Ogni mattina, prima di andare in classe, dove viene ignorata e
presa in giro dalle altre studentesse, aiuta i genitori e il fratello a gestire
l’attività di pesca ed è lei la referente principale per contrattare la vendita
del pesce. Al tempo stesso ha una grande passione per il canto ed entra nel
coro della scuola diretto dal maestro Bernardo Villalobos che con lei è molto
severo, la rimprovera spesso per i suoi ritardi ma riconosce che ha un grande
talento e cerca così di prepararla per l'audizione a una prestigiosa scuola.
CODA (acronimo
di Children of Deaf Adults) è un film sulla voce: la regista Sian Heder è
attenta alle variazioni, ai cambi di tono e al modo in cui le canzoni sono
cantate dal duetto con il compagno Miles di ‘You're All I Need to Get By’ fino
all’esecuzione decisiva di ‘Both Sides Now’ di Joni Mitchell.
Il film ha trionfato
al Sundance Film Festival dove ha vinto il Gran Premio della Giuria, Premio del
Pubblico, Premio Speciale per il cast e Premio per la Miglior regia nella
sezione Drama al Sundance 2021.
Giovedì 19
maggio la rassegna propone il film ‘Parigi, tutto in una notte’ della regista
francese Catherine Corsini ed interpretato da Valeria Bruni Tedeschi, premiato
con i Cesar dalla critica: compagne di vita da diversi anni, Raf e Julie hanno
deciso di lasciarsi, stanche delle incomprensioni e delle continue liti.
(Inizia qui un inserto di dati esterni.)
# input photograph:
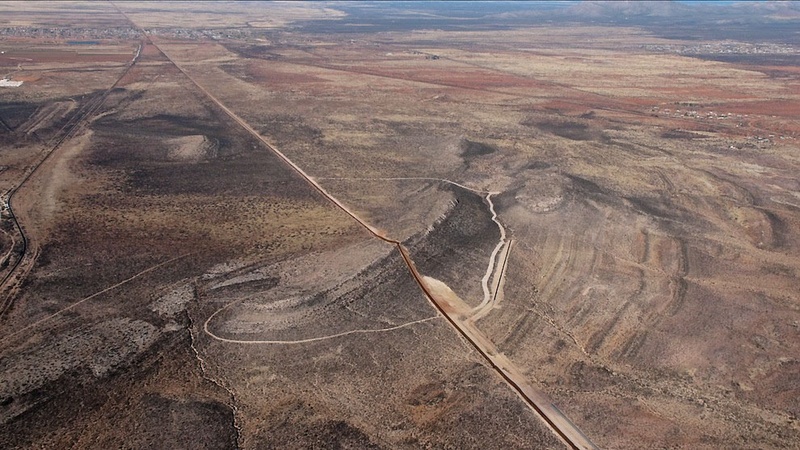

Julie
ha anche un figlio adolescente, che ha deciso di partecipare coi suoi amici a
una grande manifestazione di ‘gilet gialli’, che si terrà a Parigi quello
stesso giorno. L’attenzione alla dimensione privata dei personaggi dimostra
come in realtà l’esistenza di ciascun individuo, è attraversata da
contraddizioni e conflitti interiori, e compito del cinema è quello di
approfondire.
La rassegna è
chiusa, giovedì 26 maggio dal film ‘Un altro mondo’ della regista Stéphane
Brizé: Philippe Lemesle dirige nella provincia francese un'azienda di
elettrodomestici appartenente a un gruppo internazionale. Per far fronte alla
concorrenza, all'ennesima crisi e alle esigenze dei suoi superiori, che
vorrebbero sul tavolo un piano di licenziamento impossibile da attuare, manda a
rotoli la sua vita. La moglie, trascurata, vuole il divorzio, il figlio, ossessivo
compulsivo, ha bisogno di cure psichiatriche.